Amélie l’embrassa et, la sentant trembler, garda un bras autour d’elle pour s’adresser à Fleming :

- Je pense que vous devriez vous retirer, Monsieur le chancelier, fit-elle avec sévérité. Vous n’avez plus rien à faire ici ! Soyez assuré que je ne manquerai pas de rendre compte à Monseigneur de votre zèle…

Il ne se trompa pas sur la raideur du ton, salua et sortit précipitamment cependant qu’Amélie entraînait sa sœur par une autre porte :

- Allons dans ta chambre ! Tu as besoin de te remettre.

Elle lui tendit son mouchoir mais Aurore n’avait pas de larmes. La fureur qui l’habitait les séchait avant que d’être nées, mais elle tremblait à présent de tous ses membres. Inquiète, Amélie la fit étendre, respirer des sels - qu’elle repoussa en marmonnant qu’elle ne s’évanouirait pas ! - et ordonna à Fatime d’aller chercher de l’eau-de-vie.

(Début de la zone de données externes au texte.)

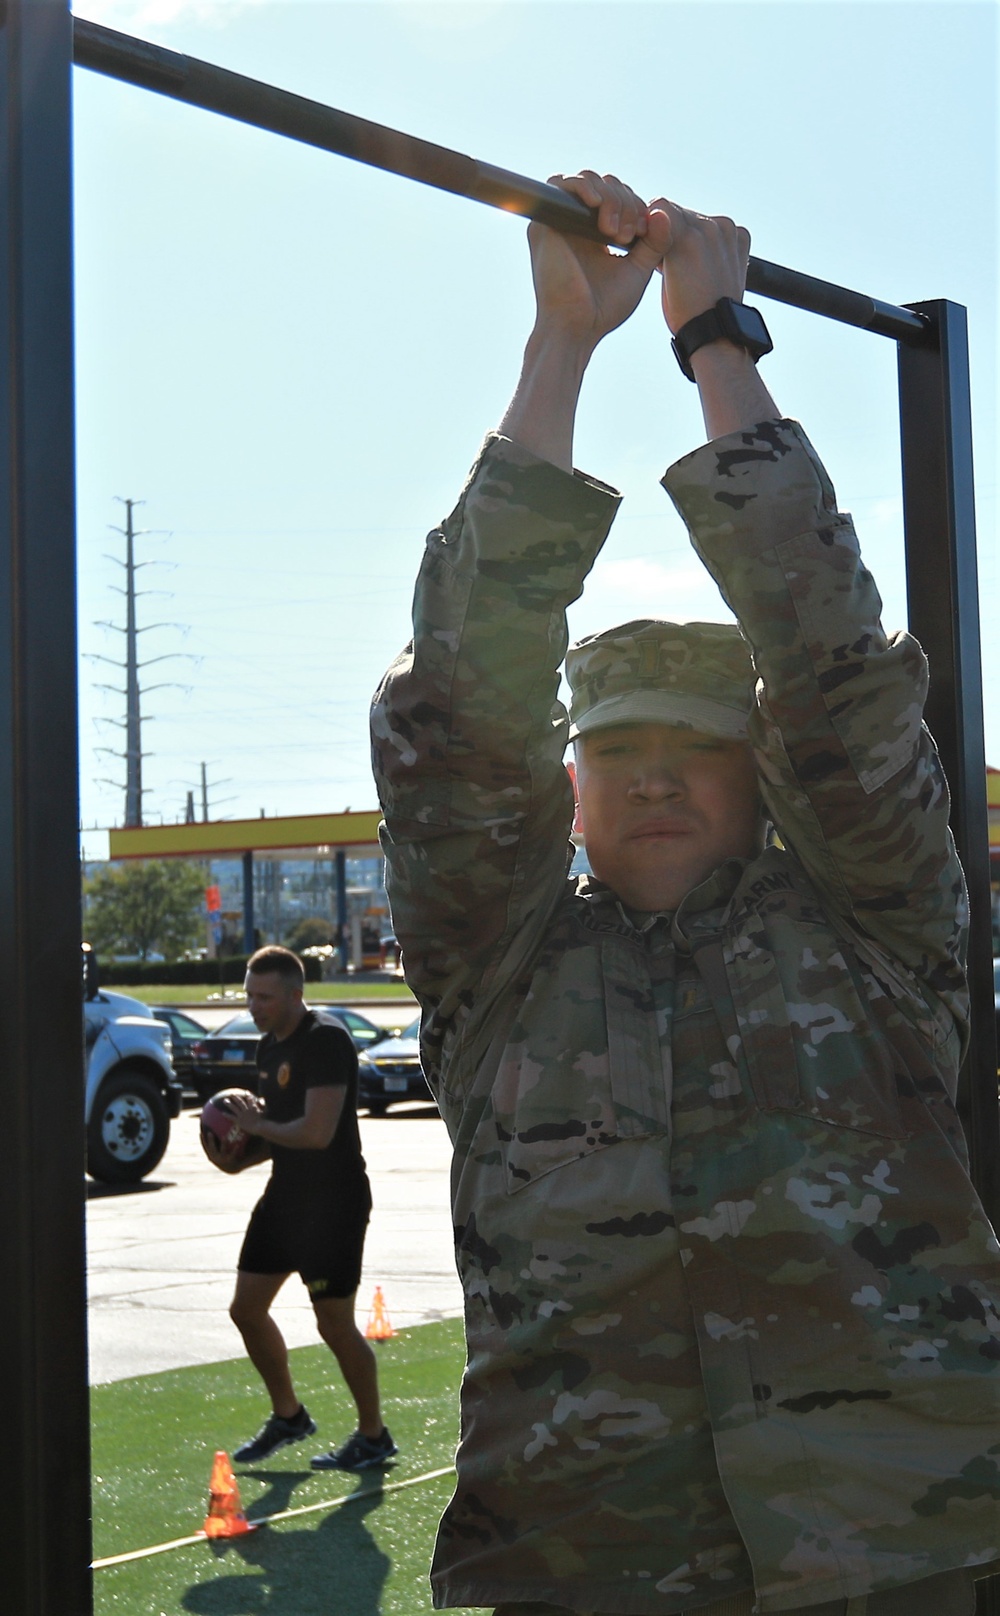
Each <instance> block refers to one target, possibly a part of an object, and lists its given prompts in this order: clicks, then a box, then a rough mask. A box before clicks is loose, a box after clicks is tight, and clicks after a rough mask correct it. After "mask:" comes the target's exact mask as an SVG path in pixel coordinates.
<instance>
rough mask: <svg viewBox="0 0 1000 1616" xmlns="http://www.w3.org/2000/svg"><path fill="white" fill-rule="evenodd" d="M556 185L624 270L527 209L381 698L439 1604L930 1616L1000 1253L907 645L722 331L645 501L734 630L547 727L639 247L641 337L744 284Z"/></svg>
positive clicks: (693, 627)
mask: <svg viewBox="0 0 1000 1616" xmlns="http://www.w3.org/2000/svg"><path fill="white" fill-rule="evenodd" d="M562 183H564V184H565V186H567V187H569V189H572V191H574V192H575V194H577V196H580V197H582V199H583V200H585V202H586V204H588V205H591V207H599V215H598V217H599V221H601V226H603V229H604V233H606V234H607V238H609V239H611V241H614V242H620V244H625V242H628V241H632V239H633V238H635V241H633V246H632V247H630V250H628V254H625V255H619V254H611V252H607V250H606V249H601V247H596V246H593V247H591V246H588V244H580V242H570V241H567V239H565V238H557V236H554V233H551V231H546V229H541V228H535V226H533V229H532V244H533V270H535V280H536V296H538V323H536V328H535V331H533V335H532V339H530V343H528V349H527V356H525V368H523V372H522V380H520V385H519V391H517V394H515V399H514V404H512V406H511V410H509V414H507V417H506V420H504V423H502V428H501V431H499V433H498V435H491V436H489V438H488V440H486V444H485V448H483V452H481V456H480V459H478V462H477V464H475V467H473V470H472V475H470V480H468V483H467V486H465V490H464V493H462V498H460V501H459V506H457V509H456V511H454V514H452V516H451V517H449V519H447V522H444V525H443V527H441V528H439V530H436V532H433V533H431V535H430V538H428V541H426V554H425V561H423V567H422V570H420V579H418V583H417V596H415V606H414V642H412V645H410V646H409V648H407V650H405V651H404V653H402V656H401V658H399V659H397V661H396V664H394V666H393V667H391V669H389V672H388V675H386V679H384V682H383V685H381V688H380V692H378V696H376V703H375V709H373V750H375V766H376V776H378V787H380V795H381V802H383V806H384V818H386V823H384V829H383V845H384V853H386V861H388V882H389V895H391V903H393V918H394V926H396V934H397V937H399V939H401V942H402V947H404V965H405V973H407V979H409V983H410V984H412V987H414V991H415V992H417V995H418V999H420V1004H422V1010H423V1031H422V1039H423V1057H425V1065H426V1073H428V1078H430V1081H431V1086H433V1089H435V1094H436V1097H438V1102H439V1105H441V1112H443V1115H444V1118H446V1122H447V1126H449V1131H451V1134H452V1139H454V1147H456V1154H454V1176H452V1194H454V1222H456V1243H457V1260H459V1269H460V1275H462V1281H464V1288H465V1312H467V1333H468V1366H467V1370H465V1380H464V1387H462V1440H460V1446H459V1454H457V1488H456V1495H454V1498H452V1503H451V1504H449V1508H447V1511H446V1516H444V1521H443V1524H441V1532H439V1538H438V1548H436V1556H435V1566H433V1574H431V1580H433V1590H435V1605H436V1608H446V1606H483V1605H486V1606H491V1605H496V1606H498V1616H522V1613H523V1616H527V1613H528V1611H532V1613H543V1611H553V1613H556V1611H559V1613H564V1616H565V1613H569V1611H574V1613H630V1616H654V1613H656V1616H672V1613H679V1611H698V1613H701V1616H748V1613H750V1611H809V1613H811V1616H859V1613H866V1616H964V1613H968V1611H971V1610H973V1608H974V1590H973V1576H974V1574H976V1572H979V1574H982V1572H984V1569H985V1568H987V1566H990V1563H992V1561H995V1559H997V1558H998V1556H1000V1514H998V1508H997V1504H998V1496H1000V1467H998V1459H1000V1398H998V1391H1000V1378H998V1361H1000V1314H998V1309H997V1296H998V1293H1000V1251H998V1246H997V1241H995V1236H994V1231H992V1230H990V1227H989V1223H987V1218H985V1215H984V1212H982V1209H981V1206H979V1202H977V1199H976V1194H974V1191H973V1186H971V1183H969V1176H968V1162H966V1155H964V1146H963V1136H961V1130H960V1126H958V1122H956V1117H955V1110H953V1104H952V1100H953V1094H955V1083H956V1073H958V1065H960V1060H961V1055H963V1049H964V1041H966V1028H968V999H966V987H964V974H963V950H964V937H966V929H964V926H966V895H964V886H963V876H961V869H960V865H958V860H956V856H955V848H953V844H952V839H950V834H948V824H947V821H948V797H947V787H945V781H943V777H942V771H940V764H939V760H937V755H935V750H934V743H932V740H931V737H929V734H927V730H926V729H924V727H922V724H921V709H922V700H924V692H926V682H927V669H926V663H924V656H922V653H921V648H919V646H918V645H916V643H914V640H913V638H910V635H906V633H897V635H893V637H887V635H885V632H884V630H882V627H880V622H879V611H880V603H879V596H877V591H876V588H874V583H872V579H871V575H869V574H868V570H866V569H864V566H863V562H861V559H859V554H858V545H856V540H855V533H853V528H851V522H850V519H848V517H847V516H842V514H838V512H837V506H835V499H834V490H832V486H830V483H829V478H827V475H826V472H824V469H822V465H821V464H819V461H817V457H816V454H814V451H813V449H811V446H809V443H808V440H806V438H805V435H803V431H801V430H800V428H798V427H796V425H795V423H793V422H788V420H782V419H779V412H777V409H775V406H774V404H772V401H771V398H769V394H767V391H766V389H764V385H763V381H761V380H759V377H758V373H756V368H754V365H753V364H751V360H750V357H748V356H746V354H745V352H743V351H742V349H738V347H735V346H732V344H730V343H725V341H721V343H714V344H711V346H708V347H704V349H701V351H700V352H698V354H696V356H695V359H693V368H695V375H696V381H698V386H700V393H701V401H703V407H704V415H706V425H708V431H709V436H711V440H712V441H711V443H708V444H706V446H704V448H701V449H698V451H695V452H693V454H688V456H687V457H685V459H682V461H680V462H679V464H677V465H674V467H672V469H670V470H669V472H667V475H666V478H664V485H666V490H667V493H669V494H670V498H672V499H674V503H675V506H677V507H679V511H680V514H682V517H683V520H685V522H687V525H688V528H690V535H691V541H693V545H695V549H696V551H698V554H700V558H701V559H703V562H704V566H706V567H708V569H709V572H711V574H712V577H714V579H716V580H717V583H719V588H721V591H722V595H724V598H725V601H727V603H729V604H730V608H732V611H733V612H735V616H737V617H738V622H740V629H738V630H737V629H735V627H725V625H691V624H688V625H674V624H667V622H658V621H643V622H635V624H627V625H624V627H620V629H614V630H609V632H607V633H604V635H598V637H595V638H591V640H586V642H583V643H582V645H578V646H577V648H574V650H572V651H570V654H569V663H567V674H569V682H570V688H572V711H570V719H572V729H570V722H569V721H567V714H565V711H564V708H562V706H561V703H559V700H557V680H559V666H561V663H562V659H564V653H565V608H567V604H569V603H570V601H574V600H575V598H577V595H578V593H580V590H582V587H583V580H585V577H586V572H588V569H590V567H591V566H593V561H595V558H596V554H598V551H599V548H601V545H603V541H604V538H606V535H607V530H609V527H611V520H612V517H614V514H616V504H617V496H616V494H614V491H612V490H609V488H606V486H604V485H601V483H598V482H595V480H591V478H588V477H583V475H580V473H574V472H572V459H570V456H572V422H574V407H575V399H577V391H578V385H580V378H582V375H583V368H585V365H586V359H588V357H590V352H591V351H593V347H595V346H596V343H598V341H599V338H601V336H603V335H604V333H606V331H609V330H611V328H612V326H614V325H617V323H620V320H622V318H625V317H627V315H628V314H630V310H632V307H635V304H637V302H638V297H640V296H641V291H643V288H645V284H646V281H648V278H649V273H651V270H653V268H654V267H656V265H661V268H662V292H664V312H666V317H667V323H669V326H670V328H672V330H674V331H677V330H679V328H680V326H682V325H683V323H685V322H687V320H688V318H691V317H693V315H696V314H700V312H701V310H704V309H706V307H711V305H712V304H714V302H716V299H717V297H721V296H732V297H735V299H738V297H742V291H743V273H745V265H746V252H748V238H746V234H745V233H743V231H737V229H735V228H733V226H732V225H730V221H727V220H706V218H701V217H698V215H691V213H685V212H683V210H680V208H675V207H674V205H672V204H667V202H659V204H654V205H653V207H649V208H645V207H643V205H641V202H638V199H637V197H633V194H632V192H628V191H627V189H625V187H622V186H620V184H619V183H617V181H614V179H611V178H604V179H599V178H598V176H595V175H582V176H577V178H574V179H565V181H562ZM567 735H569V737H575V760H577V785H578V797H580V808H582V821H583V835H585V840H586V848H588V853H590V860H591V866H593V869H595V876H593V877H577V879H572V877H569V876H567V868H569V863H567V842H569V831H570V823H572V814H574V798H572V789H570V782H569V777H567V771H565V768H564V763H562V755H564V748H565V743H567ZM766 821H771V823H772V826H774V827H775V831H777V835H779V839H780V840H779V842H774V840H771V842H769V844H767V840H766V835H764V824H766ZM570 852H572V848H570Z"/></svg>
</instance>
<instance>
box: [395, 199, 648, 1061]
mask: <svg viewBox="0 0 1000 1616" xmlns="http://www.w3.org/2000/svg"><path fill="white" fill-rule="evenodd" d="M556 183H557V184H561V186H564V187H565V189H567V191H572V192H574V194H575V196H578V197H580V199H582V200H583V202H585V204H586V205H588V207H596V208H599V213H598V220H599V225H601V228H603V229H604V233H606V234H607V239H609V242H619V244H624V242H630V241H632V242H633V244H632V247H630V249H628V250H627V252H612V250H609V247H603V246H599V244H595V242H586V241H577V239H570V238H565V236H561V234H557V233H556V231H551V229H546V228H544V226H532V229H530V246H532V273H533V281H535V296H536V320H535V326H533V330H532V335H530V338H528V344H527V349H525V359H523V368H522V375H520V381H519V385H517V391H515V394H514V399H512V402H511V407H509V409H507V412H506V415H504V419H502V422H501V430H499V433H494V435H491V436H489V438H488V440H486V444H485V448H483V451H481V456H480V459H478V461H477V464H475V467H473V470H472V473H470V480H468V483H467V486H465V490H464V493H462V496H460V499H459V504H457V507H456V511H454V512H452V516H451V517H449V519H447V520H446V522H444V524H443V525H441V527H439V528H436V530H435V532H431V533H430V535H428V540H426V549H425V558H423V564H422V569H420V575H418V580H417V590H415V600H414V640H412V643H410V645H409V646H407V648H405V651H404V653H402V654H401V656H399V658H397V661H396V663H394V664H393V667H391V669H389V672H388V674H386V679H384V680H383V684H381V687H380V690H378V692H376V698H375V706H373V718H372V737H373V766H375V776H376V784H378V790H380V800H381V805H383V810H384V831H383V850H384V855H386V882H388V887H389V897H391V903H393V920H394V926H396V936H397V937H399V941H401V944H402V952H404V963H405V971H407V979H409V983H410V986H412V987H414V989H415V992H417V994H418V997H420V1000H422V1004H423V1007H425V1012H428V1013H426V1015H425V1021H423V1037H425V1062H426V1063H428V1067H430V1076H431V1081H433V1078H435V1067H436V1050H438V1049H439V1046H441V1042H443V1039H444V1037H446V1036H447V1034H449V1033H456V1029H457V1033H464V1031H465V1028H467V1021H468V1015H470V1010H477V1008H480V1005H481V1004H483V1000H485V999H488V997H489V991H491V989H493V991H496V989H498V987H501V986H502V983H504V981H506V979H509V976H511V973H512V971H514V970H517V960H519V958H523V957H525V953H527V952H528V950H530V949H532V945H533V942H535V941H536V939H538V936H540V934H541V928H543V924H544V918H546V916H548V913H549V911H551V908H553V903H554V902H557V898H559V894H561V890H562V887H564V882H565V871H567V850H569V831H570V824H572V792H570V785H569V781H567V776H565V769H564V764H562V753H564V748H565V735H567V722H565V713H564V711H562V708H561V705H559V701H557V688H559V666H561V663H562V658H564V654H565V643H567V633H565V608H567V606H569V603H570V601H574V600H575V598H577V596H578V595H580V590H582V587H583V579H585V577H586V574H588V570H590V567H591V566H593V561H595V558H596V554H598V551H599V548H601V545H603V541H604V538H606V537H607V530H609V527H611V522H612V519H614V514H616V509H617V494H616V493H614V490H611V488H606V486H604V485H603V483H598V482H595V480H590V478H586V477H582V475H575V473H574V472H572V436H574V420H575V409H577V399H578V393H580V383H582V380H583V373H585V370H586V365H588V362H590V357H591V354H593V351H595V349H596V346H598V343H599V341H601V338H603V336H604V335H607V331H611V330H614V328H616V326H617V325H620V323H622V322H624V320H625V318H628V315H630V314H632V312H633V309H635V307H637V304H638V301H640V297H641V294H643V291H645V288H646V284H648V281H649V276H651V275H653V270H654V267H656V265H658V262H659V257H661V250H662V239H661V234H662V228H664V220H662V215H658V218H656V220H654V221H651V220H649V217H648V212H646V207H645V204H643V202H641V200H640V199H638V197H637V196H635V192H632V191H630V189H628V187H627V186H624V184H622V183H620V181H617V179H616V178H614V176H598V175H595V173H590V171H586V173H582V175H577V176H567V178H562V176H556ZM658 233H659V234H658ZM480 1020H481V1018H480Z"/></svg>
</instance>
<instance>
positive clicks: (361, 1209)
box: [236, 1186, 372, 1302]
mask: <svg viewBox="0 0 1000 1616" xmlns="http://www.w3.org/2000/svg"><path fill="white" fill-rule="evenodd" d="M370 1210H372V1196H370V1194H368V1193H367V1191H362V1193H360V1194H359V1197H357V1201H354V1202H349V1204H347V1206H342V1204H339V1206H330V1202H323V1201H317V1199H315V1197H313V1199H312V1201H307V1202H302V1201H297V1199H289V1197H286V1196H275V1194H273V1193H271V1186H268V1189H265V1193H263V1194H262V1197H260V1201H258V1202H257V1206H255V1207H254V1212H252V1214H250V1222H249V1225H247V1233H246V1236H244V1243H242V1251H241V1252H239V1262H237V1265H236V1267H237V1269H239V1272H241V1273H297V1275H300V1278H302V1281H304V1285H305V1288H307V1291H309V1296H310V1301H313V1302H318V1301H325V1299H326V1298H331V1296H354V1293H355V1290H357V1286H359V1283H360V1277H362V1256H363V1251H365V1230H367V1227H368V1214H370Z"/></svg>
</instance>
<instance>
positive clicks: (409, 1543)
mask: <svg viewBox="0 0 1000 1616" xmlns="http://www.w3.org/2000/svg"><path fill="white" fill-rule="evenodd" d="M291 1357H292V1370H294V1378H296V1388H297V1390H299V1393H300V1396H302V1401H304V1403H305V1404H307V1406H309V1409H310V1412H312V1416H313V1419H315V1420H317V1422H318V1425H320V1430H318V1433H317V1437H313V1438H310V1440H309V1441H304V1443H300V1445H294V1446H291V1448H283V1450H281V1451H279V1453H276V1454H275V1456H273V1458H271V1459H268V1461H265V1464H262V1466H258V1467H257V1469H254V1471H249V1469H246V1467H244V1466H234V1472H236V1477H237V1482H239V1490H241V1500H242V1504H244V1511H246V1514H247V1517H250V1519H254V1517H255V1516H263V1514H271V1513H275V1511H279V1509H297V1508H302V1506H304V1504H313V1503H325V1501H326V1500H338V1498H344V1496H352V1495H359V1498H357V1503H349V1504H346V1506H341V1508H333V1509H318V1511H315V1513H312V1514H305V1516H299V1517H296V1519H292V1521H288V1522H276V1524H275V1526H267V1527H262V1529H260V1530H258V1532H254V1534H250V1535H249V1537H239V1538H231V1540H226V1542H223V1543H207V1542H199V1543H192V1545H189V1547H186V1548H176V1550H171V1551H168V1553H163V1555H155V1556H152V1558H149V1559H139V1561H131V1563H126V1564H123V1566H111V1568H105V1569H100V1571H95V1572H94V1610H95V1616H111V1613H115V1616H126V1613H128V1616H174V1613H178V1616H179V1613H186V1611H191V1613H194V1616H313V1613H315V1616H320V1613H321V1616H418V1613H423V1611H430V1610H431V1600H430V1590H428V1584H426V1574H428V1566H430V1556H431V1550H433V1540H435V1529H436V1522H438V1516H439V1514H441V1509H443V1508H444V1504H446V1501H447V1498H449V1493H451V1477H449V1475H443V1477H438V1479H436V1480H430V1482H417V1485H414V1487H407V1488H402V1490H401V1492H397V1493H393V1492H384V1493H383V1485H384V1487H391V1483H394V1482H401V1480H405V1479H409V1477H418V1475H423V1474H425V1472H428V1471H438V1469H443V1467H444V1466H451V1461H452V1456H454V1448H456V1440H457V1390H459V1378H460V1374H462V1327H460V1322H459V1320H447V1322H444V1324H428V1325H418V1327H415V1328H412V1330H401V1332H399V1335H397V1336H394V1338H393V1340H391V1341H384V1343H381V1345H380V1346H378V1364H380V1383H381V1391H383V1403H384V1414H386V1422H388V1424H389V1427H391V1430H393V1435H394V1438H396V1441H397V1445H399V1458H397V1459H396V1462H394V1464H391V1466H386V1467H384V1469H383V1471H376V1472H367V1474H363V1475H344V1474H341V1472H336V1471H326V1472H313V1471H310V1469H309V1456H310V1454H312V1453H318V1451H321V1450H323V1448H326V1446H333V1445H336V1443H339V1441H341V1440H342V1438H344V1437H346V1435H347V1433H349V1432H351V1430H352V1429H354V1420H352V1412H354V1408H352V1404H351V1399H349V1396H347V1393H346V1390H344V1387H342V1382H341V1380H339V1375H338V1374H336V1369H333V1366H331V1359H330V1353H328V1351H326V1348H323V1346H315V1348H312V1346H309V1348H299V1349H296V1351H294V1353H292V1354H291ZM265 1412H267V1406H265V1399H263V1398H262V1388H260V1383H258V1382H257V1377H255V1374H254V1370H252V1369H250V1366H249V1364H247V1362H244V1361H242V1359H234V1361H229V1362H225V1364H208V1366H205V1367H199V1369H178V1370H173V1372H170V1374H166V1375H141V1377H139V1378H136V1380H121V1382H116V1383H113V1385H108V1387H95V1388H94V1393H92V1414H94V1437H92V1441H94V1556H95V1559H102V1558H105V1556H111V1555H121V1553H126V1551H129V1550H136V1548H145V1547H152V1545H155V1543H163V1542H168V1540H171V1538H178V1537H187V1535H191V1534H192V1532H197V1530H199V1529H200V1526H202V1522H204V1517H205V1501H207V1492H208V1475H210V1471H212V1459H213V1454H215V1450H216V1448H223V1450H226V1451H231V1450H233V1448H236V1446H237V1445H239V1443H241V1441H242V1438H244V1437H247V1435H250V1433H252V1432H254V1430H255V1429H257V1425H258V1424H260V1420H262V1419H263V1414H265Z"/></svg>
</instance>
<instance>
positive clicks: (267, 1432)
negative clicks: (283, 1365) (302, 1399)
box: [233, 1406, 317, 1464]
mask: <svg viewBox="0 0 1000 1616" xmlns="http://www.w3.org/2000/svg"><path fill="white" fill-rule="evenodd" d="M315 1429H317V1422H315V1419H312V1417H310V1414H309V1409H307V1408H305V1406H302V1408H300V1409H299V1412H297V1414H292V1417H291V1419H281V1416H279V1414H271V1417H270V1419H265V1422H263V1425H262V1427H260V1430H258V1432H257V1435H255V1437H250V1440H249V1441H244V1443H242V1446H241V1448H234V1450H233V1458H234V1459H236V1461H237V1462H239V1464H258V1462H260V1459H270V1456H271V1453H278V1448H288V1445H289V1441H304V1440H305V1437H312V1435H315Z"/></svg>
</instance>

Finalement, Aurore leva sur sa sœur un regard où le chagrin se mêlait à la colère :

- As-tu entendu quelque chose de ce qu’il a osé me dire ?

- Une bonne partie ! J’ai écouté à la porte avant de faire mon entrée au moment où il prononçait mon nom. Mais rassure-toi, je t’accompagnerai.

- Non ! C’est trop loin ! Tu serais coupée de ton époux, de tes enfant aussi, pendant plusieurs mois. Tu seras plus utile en restant ici à surveiller la maison. En outre, tu pourras peut-être me faire tenir des nouvelles…

- Aux soins du bourgmestre ? ricana Amélie. Ecoute, nous allons couper la poire en deux : je pars avec toi dans la voiture de la Cour et elle me ramènera. Ce que je veux c’est voir, de mes yeux, dans quelles conditions tu seras logée et comment sont les alentours. Chemin faisant nous pourrions convenir d’un code permettant sous des mots banaux d’en dire davantage. Et, par exemple, si tu souhaites écrire à quelqu’un je me chargerai de ta correspondance… Qu’en penses-tu ?

- Que tu es la meilleure sœur que l’on puisse avoir ! Et dans l’immédiat, il faut que je choisisse une autre camériste que Fatime…

- Cela aussi je vais m’en charger !

Elle repartit. Deux heures plus tard, Ulrica toujours aussi austère se matérialisait sur le tapis de la chambre. Véritable statue de la respectabilité, elle arborait cependant un œil frondeur qui ne résista pas longtemps à la vue de la tristesse de sa « nourrissonne » :

- Si vous voulez encore de moi, murmura-t-elle en reniflant son émotion, je m’occuperai de vous et de l’enfant et vous pouvez être sûre que je ferai bonne garde ! Je goûterai tous vos plats et le lait de la nourrice s’il le faut ! Et je…

Cette fois, Aurore se mit à rire :

- Je ne pense pas que l’on pourrait aller jusque-là ! Viens m’embrasser !

Au début de la semaine suivante, elle quittait Dresde sans avoir revu Elisabeth qui séjournait sur ses terres…

En annonçant que Goslar était une ville charmante, Fleming était largement en dessous de la vérité. C’était l’une des plus jolies cités d’Allemagne1.